Why not have 0.1 sec counter and every ten times increment your seconds counter, and wrap the 0.1 counter back to 0?
In this particular instance, I would have simply kept the time count in tenths of a seconds (or milliseconds, or whatever time scale is appropriate for the application). I do this all the time in small systems or control systems.
So a time value of 100 hours would be stored as 3_600_000 ticks - zero error (other than error that might be introduced by hardware).
The problems that are introduced by this simple technique are:
you need to account for the larger numbers.

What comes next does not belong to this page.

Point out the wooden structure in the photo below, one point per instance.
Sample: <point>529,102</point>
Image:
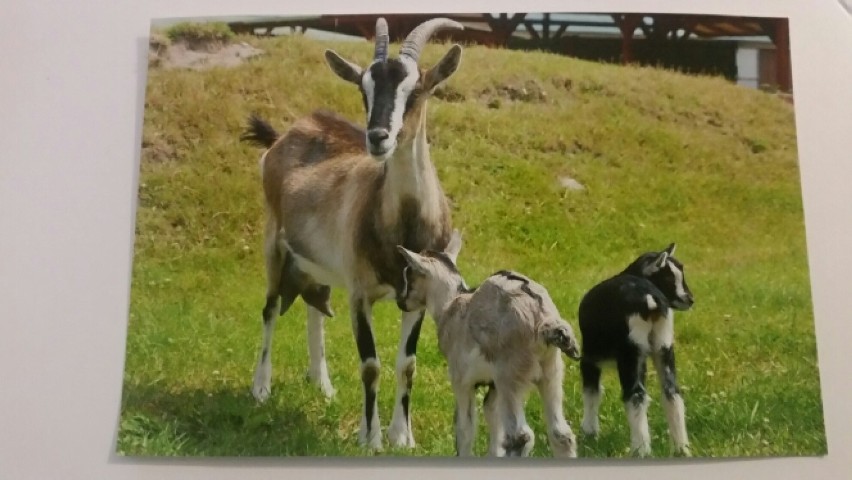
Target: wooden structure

For example, you may have to use a 64-bit counter rather than a 32-bit counter
all your calculations need to be aware of the units used - this is the area that is most likely going to cause problems. I try to help with this problem by using time counters with a uniform unit. For example, this particular counter needs only 10 ticks per second, but another counter might need millisecond precision. In that case, I'd consider making both counters millisecond precision so they use the same units even though one doesn't really need that precision.

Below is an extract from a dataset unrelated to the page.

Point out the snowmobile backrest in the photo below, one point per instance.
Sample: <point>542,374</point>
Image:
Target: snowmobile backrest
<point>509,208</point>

I've also had to play some other tricks this with timers that aren't 'regular'. For example, I worked on a device that required a data acquisition to occur 300 times a second. The hardware timer fired once a millisecond. There's no way to scale the millisecond timer to get exactly 1/300th of a second units. So We had to have logic that would perform the data acquisition on every 3, 3, and 4 ticks to keep the acquisition from drifting.
If you need to deal with hardware time error, then you need more than one time source and use them together to keep the overall time in sync. Depending on your needs this can be simple or pretty complex.
Something I've seen implemented in the past: the increment value can't be expressed precisely in the fixed-point format, but it can be expressed as a fraction. (This is similar to the "keep track of an error value" solution.)
Actually in this case the problem was slightly different, but conceptually similar—the problem wasn't a fixed-point representation as such, but deriving a timer from a clock source that wasn't a perfect multiple. We had a hardware clock that ticks at 32,768 Hz (common for a watch crystal based low-power timer). We wanted a millisecond timer from it.
The millisecond timer should increment every 32.768 hardware ticks. The first approximation is to increment every 33 hardware ticks, for a nominal 0.7% error. But, noting that 0.768 is 768/1000, or 96/125, you can do this:
Keep a variable for "fractional" value. Start it on 0.
wait for the hardware timer to count 32.
While true:
increment the millisecond timer.
Add 96 to the "fractional" value.
If the "fractional" value is >= 125, subtract 125 from it and wait for the hardware timer to count 33.
Otherwise (the "fractional" value is < 125), wait for the hardware timer to count 32.
There will be some short term "jitter" on the millisecond counter (32 vs 33 hardware ticks) but the long-term average will be 32.768 hardware ticks.